(JTA) — Just before his synagogue in Chicago’s West Rogers Park shut down in response to the current pandemic, Yerachmiel “Rick” Beilis made a siyum, a festive meal celebrating his completion of a tractate of Talmud. Only weeks later, he was dead, struck down by the coronavirus.
Beilis, a high-tech worker who died April 4 at the age of 52, leaving behind four children and a wife who is herself battling the coronavirus, was a “pillar in my shul,” said Rabbi Efraim Aaron Twerski, leader of Congregation Khal Chasidim, in a video message on crowdfunding website The Chesed Fund.
He “was a dedicated member of the Chicago Jewish community and Congregation Khal Chasidim. With a warm smile and friendly cheer, he warmed the hearts of all who saw him every day,” the community said in its financial appeal.
According to the site, Beiles’ family was deep in debt because he spent “every penny he made” on his children’s education and his wife Elisheva “Lisa” Beiles’ recent battle with cancer, which left her with a compromised immune system.
“He was a baal teshuva,” said Chaim Worch, who used to sit next to Beilis in synagogue, using the Hebrew term for a Jew who returned to traditional Jewish observance. “Everything he did was for the sake of heaven.”

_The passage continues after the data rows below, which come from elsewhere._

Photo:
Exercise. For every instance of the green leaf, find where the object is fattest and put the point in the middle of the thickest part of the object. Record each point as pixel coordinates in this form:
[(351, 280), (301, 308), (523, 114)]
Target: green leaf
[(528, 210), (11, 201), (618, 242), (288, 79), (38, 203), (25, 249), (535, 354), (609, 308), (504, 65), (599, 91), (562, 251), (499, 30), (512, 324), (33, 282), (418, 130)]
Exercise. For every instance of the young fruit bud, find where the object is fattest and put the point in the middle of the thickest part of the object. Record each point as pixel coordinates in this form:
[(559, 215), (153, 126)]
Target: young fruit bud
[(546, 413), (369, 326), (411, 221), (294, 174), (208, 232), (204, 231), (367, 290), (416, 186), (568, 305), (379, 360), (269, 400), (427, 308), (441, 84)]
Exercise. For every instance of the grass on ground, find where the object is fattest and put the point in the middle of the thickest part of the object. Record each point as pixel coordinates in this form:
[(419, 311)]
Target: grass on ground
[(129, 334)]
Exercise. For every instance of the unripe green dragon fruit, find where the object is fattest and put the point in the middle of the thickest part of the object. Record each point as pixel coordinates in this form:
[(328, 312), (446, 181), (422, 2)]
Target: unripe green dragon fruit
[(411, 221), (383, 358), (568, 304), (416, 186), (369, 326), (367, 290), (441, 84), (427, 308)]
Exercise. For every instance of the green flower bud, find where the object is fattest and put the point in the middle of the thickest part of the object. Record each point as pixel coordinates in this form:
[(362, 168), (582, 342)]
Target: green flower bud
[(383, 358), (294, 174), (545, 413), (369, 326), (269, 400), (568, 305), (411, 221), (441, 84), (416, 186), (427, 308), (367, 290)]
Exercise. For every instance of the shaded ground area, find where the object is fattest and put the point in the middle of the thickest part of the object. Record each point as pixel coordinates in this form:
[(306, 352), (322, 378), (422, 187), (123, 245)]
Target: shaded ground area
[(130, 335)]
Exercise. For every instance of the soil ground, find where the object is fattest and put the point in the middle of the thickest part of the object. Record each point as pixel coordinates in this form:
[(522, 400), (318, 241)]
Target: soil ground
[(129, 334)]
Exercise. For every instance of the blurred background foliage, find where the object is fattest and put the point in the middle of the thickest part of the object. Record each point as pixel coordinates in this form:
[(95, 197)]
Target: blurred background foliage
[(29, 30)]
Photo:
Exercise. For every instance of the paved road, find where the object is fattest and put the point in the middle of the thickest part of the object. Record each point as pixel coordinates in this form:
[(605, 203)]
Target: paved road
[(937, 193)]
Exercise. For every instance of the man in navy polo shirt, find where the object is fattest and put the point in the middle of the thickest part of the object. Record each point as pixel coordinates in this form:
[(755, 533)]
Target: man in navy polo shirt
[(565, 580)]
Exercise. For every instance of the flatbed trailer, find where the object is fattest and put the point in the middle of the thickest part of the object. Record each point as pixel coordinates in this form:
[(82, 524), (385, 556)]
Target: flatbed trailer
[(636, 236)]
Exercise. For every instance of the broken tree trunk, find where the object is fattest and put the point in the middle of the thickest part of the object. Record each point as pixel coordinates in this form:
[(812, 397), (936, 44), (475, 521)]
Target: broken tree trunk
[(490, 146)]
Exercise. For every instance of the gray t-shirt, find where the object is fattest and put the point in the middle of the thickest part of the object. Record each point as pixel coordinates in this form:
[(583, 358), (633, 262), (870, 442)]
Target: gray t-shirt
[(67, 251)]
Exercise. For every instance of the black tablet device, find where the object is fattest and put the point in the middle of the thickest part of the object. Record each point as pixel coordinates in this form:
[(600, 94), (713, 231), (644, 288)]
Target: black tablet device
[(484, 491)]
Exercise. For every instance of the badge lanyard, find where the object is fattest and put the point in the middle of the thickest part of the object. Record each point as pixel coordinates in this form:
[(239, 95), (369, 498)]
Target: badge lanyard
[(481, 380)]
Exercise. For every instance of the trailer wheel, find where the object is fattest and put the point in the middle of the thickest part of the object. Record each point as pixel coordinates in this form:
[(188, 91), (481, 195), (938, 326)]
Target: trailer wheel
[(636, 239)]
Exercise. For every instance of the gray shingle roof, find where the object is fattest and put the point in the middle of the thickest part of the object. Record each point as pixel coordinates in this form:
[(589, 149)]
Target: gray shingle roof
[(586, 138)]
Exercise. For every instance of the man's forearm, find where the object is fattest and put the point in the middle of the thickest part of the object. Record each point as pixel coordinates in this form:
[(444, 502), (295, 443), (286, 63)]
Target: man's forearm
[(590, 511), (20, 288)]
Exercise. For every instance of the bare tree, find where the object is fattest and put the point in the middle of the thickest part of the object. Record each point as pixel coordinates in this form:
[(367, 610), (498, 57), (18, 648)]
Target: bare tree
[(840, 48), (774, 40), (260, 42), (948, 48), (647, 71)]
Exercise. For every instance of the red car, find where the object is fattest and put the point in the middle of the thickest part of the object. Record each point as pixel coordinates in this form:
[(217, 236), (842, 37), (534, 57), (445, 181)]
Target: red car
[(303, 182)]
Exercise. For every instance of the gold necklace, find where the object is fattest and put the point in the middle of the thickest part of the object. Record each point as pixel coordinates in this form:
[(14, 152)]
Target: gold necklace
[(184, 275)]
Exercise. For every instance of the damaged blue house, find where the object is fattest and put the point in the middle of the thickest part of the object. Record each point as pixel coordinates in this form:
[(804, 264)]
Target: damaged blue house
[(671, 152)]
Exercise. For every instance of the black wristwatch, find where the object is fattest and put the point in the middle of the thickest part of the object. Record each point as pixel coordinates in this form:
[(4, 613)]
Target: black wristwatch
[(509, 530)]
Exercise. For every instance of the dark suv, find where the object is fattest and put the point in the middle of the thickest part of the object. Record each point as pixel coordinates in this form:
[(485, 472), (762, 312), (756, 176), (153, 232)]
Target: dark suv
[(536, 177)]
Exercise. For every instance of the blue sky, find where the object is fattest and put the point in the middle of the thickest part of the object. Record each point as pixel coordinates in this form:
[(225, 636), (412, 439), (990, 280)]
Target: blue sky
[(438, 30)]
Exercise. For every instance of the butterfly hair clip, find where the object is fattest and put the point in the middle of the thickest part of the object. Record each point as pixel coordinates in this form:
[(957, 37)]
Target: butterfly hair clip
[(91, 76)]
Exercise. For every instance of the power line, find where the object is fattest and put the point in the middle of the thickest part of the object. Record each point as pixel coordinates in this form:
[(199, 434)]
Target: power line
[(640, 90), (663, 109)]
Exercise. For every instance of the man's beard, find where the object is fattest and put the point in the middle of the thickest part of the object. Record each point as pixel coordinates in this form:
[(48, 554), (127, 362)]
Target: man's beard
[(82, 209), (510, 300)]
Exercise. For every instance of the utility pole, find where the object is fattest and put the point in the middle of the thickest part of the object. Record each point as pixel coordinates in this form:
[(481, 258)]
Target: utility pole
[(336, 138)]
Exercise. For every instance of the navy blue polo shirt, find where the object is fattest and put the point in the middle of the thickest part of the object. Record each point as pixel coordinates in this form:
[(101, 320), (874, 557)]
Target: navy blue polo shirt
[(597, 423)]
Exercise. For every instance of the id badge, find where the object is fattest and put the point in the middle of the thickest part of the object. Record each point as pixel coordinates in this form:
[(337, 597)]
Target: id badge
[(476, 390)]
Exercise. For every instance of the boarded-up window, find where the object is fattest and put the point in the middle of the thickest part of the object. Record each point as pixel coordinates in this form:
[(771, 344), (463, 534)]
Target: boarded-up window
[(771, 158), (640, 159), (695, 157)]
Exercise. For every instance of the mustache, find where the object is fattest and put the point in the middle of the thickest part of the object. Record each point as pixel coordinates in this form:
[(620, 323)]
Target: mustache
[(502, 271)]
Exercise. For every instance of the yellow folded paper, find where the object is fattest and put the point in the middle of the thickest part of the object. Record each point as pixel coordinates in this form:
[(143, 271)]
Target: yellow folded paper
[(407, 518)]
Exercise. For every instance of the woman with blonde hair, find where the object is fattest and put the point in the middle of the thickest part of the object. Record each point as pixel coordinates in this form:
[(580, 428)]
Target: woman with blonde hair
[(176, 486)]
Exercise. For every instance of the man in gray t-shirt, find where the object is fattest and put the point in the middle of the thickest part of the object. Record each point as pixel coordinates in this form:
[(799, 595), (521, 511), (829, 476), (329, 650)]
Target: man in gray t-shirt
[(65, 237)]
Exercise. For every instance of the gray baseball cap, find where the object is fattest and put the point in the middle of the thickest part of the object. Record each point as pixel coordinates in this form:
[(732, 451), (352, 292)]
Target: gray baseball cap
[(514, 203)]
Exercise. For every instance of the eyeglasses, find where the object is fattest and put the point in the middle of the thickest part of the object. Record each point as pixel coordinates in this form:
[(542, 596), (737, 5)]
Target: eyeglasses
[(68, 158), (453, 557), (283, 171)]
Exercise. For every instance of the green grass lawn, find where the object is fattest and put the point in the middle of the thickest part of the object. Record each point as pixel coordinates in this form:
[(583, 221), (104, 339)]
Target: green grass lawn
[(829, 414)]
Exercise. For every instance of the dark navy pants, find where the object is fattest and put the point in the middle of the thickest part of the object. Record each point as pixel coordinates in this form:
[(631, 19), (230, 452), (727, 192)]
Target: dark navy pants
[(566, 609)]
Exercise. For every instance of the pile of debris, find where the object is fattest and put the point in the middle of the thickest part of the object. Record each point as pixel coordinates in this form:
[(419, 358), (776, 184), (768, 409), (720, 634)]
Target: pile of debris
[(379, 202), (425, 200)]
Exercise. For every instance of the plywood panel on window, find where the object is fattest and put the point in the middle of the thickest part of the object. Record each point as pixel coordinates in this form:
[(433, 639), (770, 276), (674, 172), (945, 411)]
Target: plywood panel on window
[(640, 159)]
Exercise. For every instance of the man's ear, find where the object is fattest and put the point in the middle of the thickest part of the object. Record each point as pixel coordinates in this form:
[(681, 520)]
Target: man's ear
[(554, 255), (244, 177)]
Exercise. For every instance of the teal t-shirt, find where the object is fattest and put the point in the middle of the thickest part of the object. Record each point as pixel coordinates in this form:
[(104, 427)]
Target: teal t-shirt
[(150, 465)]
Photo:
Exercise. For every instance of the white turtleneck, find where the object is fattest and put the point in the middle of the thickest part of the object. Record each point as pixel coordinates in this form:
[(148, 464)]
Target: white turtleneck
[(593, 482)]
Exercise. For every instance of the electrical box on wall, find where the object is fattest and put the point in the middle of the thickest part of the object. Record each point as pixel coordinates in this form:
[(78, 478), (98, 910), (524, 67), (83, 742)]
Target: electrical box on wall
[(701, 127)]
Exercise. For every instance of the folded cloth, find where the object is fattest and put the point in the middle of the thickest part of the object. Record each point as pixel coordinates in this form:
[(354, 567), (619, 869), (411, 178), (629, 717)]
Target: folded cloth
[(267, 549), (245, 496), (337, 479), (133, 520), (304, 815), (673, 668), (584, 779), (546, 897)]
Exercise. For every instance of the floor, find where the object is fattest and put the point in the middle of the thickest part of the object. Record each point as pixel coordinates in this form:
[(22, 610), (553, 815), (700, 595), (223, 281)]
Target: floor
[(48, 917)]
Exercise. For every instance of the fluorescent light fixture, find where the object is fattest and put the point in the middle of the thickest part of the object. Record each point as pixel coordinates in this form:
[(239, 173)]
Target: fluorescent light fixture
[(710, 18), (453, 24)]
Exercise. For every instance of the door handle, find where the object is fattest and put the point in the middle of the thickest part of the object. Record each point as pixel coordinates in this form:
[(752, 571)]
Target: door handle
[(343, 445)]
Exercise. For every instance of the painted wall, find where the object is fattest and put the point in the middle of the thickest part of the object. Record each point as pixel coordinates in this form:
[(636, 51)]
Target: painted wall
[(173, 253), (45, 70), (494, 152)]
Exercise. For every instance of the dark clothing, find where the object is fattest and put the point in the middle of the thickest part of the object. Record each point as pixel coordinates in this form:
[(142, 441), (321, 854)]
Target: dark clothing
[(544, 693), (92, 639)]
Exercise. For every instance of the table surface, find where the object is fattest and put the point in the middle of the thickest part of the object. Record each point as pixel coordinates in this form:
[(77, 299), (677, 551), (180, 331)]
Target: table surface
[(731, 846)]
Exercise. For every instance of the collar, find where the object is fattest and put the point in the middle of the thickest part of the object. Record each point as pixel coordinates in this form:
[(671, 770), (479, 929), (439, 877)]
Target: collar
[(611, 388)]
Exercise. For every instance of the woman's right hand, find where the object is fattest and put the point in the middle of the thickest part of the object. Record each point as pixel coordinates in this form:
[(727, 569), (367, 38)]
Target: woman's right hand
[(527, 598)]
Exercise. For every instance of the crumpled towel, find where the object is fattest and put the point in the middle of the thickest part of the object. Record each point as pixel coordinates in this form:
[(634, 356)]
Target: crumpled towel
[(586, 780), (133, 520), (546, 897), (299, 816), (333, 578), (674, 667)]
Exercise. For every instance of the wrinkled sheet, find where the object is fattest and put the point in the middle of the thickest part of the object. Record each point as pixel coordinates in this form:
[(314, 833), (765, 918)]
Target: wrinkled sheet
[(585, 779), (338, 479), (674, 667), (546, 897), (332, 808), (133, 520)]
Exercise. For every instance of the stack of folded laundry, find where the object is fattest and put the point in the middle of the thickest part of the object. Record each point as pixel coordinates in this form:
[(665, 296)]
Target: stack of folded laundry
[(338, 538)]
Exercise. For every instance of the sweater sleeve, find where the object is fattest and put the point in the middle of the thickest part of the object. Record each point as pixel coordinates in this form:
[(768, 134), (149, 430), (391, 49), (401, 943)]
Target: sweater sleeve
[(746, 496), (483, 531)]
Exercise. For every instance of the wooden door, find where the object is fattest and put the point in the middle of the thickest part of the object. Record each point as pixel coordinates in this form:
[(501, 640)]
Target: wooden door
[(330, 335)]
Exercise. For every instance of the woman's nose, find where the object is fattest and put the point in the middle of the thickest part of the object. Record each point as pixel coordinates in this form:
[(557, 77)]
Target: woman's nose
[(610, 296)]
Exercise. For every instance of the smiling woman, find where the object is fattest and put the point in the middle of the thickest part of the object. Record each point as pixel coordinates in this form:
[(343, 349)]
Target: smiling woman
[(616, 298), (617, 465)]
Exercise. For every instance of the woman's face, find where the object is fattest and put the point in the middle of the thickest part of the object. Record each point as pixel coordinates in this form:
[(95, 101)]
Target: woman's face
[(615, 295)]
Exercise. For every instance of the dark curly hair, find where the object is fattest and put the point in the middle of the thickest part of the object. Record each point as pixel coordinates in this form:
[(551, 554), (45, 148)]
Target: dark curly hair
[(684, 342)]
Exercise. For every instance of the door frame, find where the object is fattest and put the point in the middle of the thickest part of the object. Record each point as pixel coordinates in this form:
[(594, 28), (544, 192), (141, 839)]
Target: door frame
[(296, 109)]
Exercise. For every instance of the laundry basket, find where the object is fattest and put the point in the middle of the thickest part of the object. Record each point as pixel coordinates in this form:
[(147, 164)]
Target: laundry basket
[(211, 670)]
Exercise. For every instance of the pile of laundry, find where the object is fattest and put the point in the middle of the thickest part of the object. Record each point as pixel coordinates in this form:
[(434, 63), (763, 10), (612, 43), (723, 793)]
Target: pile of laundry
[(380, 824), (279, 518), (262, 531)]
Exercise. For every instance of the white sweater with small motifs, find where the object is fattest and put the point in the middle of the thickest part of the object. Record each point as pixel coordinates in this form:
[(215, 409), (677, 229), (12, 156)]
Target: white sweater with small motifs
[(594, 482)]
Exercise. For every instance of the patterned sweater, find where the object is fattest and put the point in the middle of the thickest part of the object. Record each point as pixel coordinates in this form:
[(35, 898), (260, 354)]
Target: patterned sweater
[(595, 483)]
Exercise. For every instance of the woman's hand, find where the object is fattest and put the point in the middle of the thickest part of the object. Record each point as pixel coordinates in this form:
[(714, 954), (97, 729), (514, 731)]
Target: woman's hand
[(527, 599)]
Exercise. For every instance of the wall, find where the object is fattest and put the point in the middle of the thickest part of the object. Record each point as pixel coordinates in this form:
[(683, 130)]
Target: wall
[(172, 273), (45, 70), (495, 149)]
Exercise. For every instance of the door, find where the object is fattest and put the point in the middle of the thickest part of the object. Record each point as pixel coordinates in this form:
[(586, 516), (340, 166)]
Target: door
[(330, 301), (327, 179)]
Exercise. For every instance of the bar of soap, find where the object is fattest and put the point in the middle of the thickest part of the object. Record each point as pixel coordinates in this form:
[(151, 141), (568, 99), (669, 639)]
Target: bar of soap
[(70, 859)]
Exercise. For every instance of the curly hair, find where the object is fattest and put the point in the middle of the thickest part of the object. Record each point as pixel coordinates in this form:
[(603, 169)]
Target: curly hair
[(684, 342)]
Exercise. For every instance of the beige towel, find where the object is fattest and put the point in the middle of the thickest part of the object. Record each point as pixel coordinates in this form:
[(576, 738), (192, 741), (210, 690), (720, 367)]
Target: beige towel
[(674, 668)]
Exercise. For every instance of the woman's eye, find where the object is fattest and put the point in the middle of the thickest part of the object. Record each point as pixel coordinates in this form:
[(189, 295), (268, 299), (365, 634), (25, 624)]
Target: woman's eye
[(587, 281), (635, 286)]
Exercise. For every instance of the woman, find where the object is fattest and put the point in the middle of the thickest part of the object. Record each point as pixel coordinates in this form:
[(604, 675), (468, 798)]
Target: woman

Worch recalled Beilis volunteering to help set up in the synagogue every week, working alone without complaint and still finding time between work and family to study Torah.
“The community is shocked beyond shocked. The people I’ve spoken to are flabbergasted that it’s happened. Obviously, God has his reasons, but everyone is shocked,” said Worch. “His wife went into the hospital when they found him and the neighbors were there with the kids until she came home.”
“They’re still in denial,” Worch said of the children. “It’s hard to watch them lose a parent.”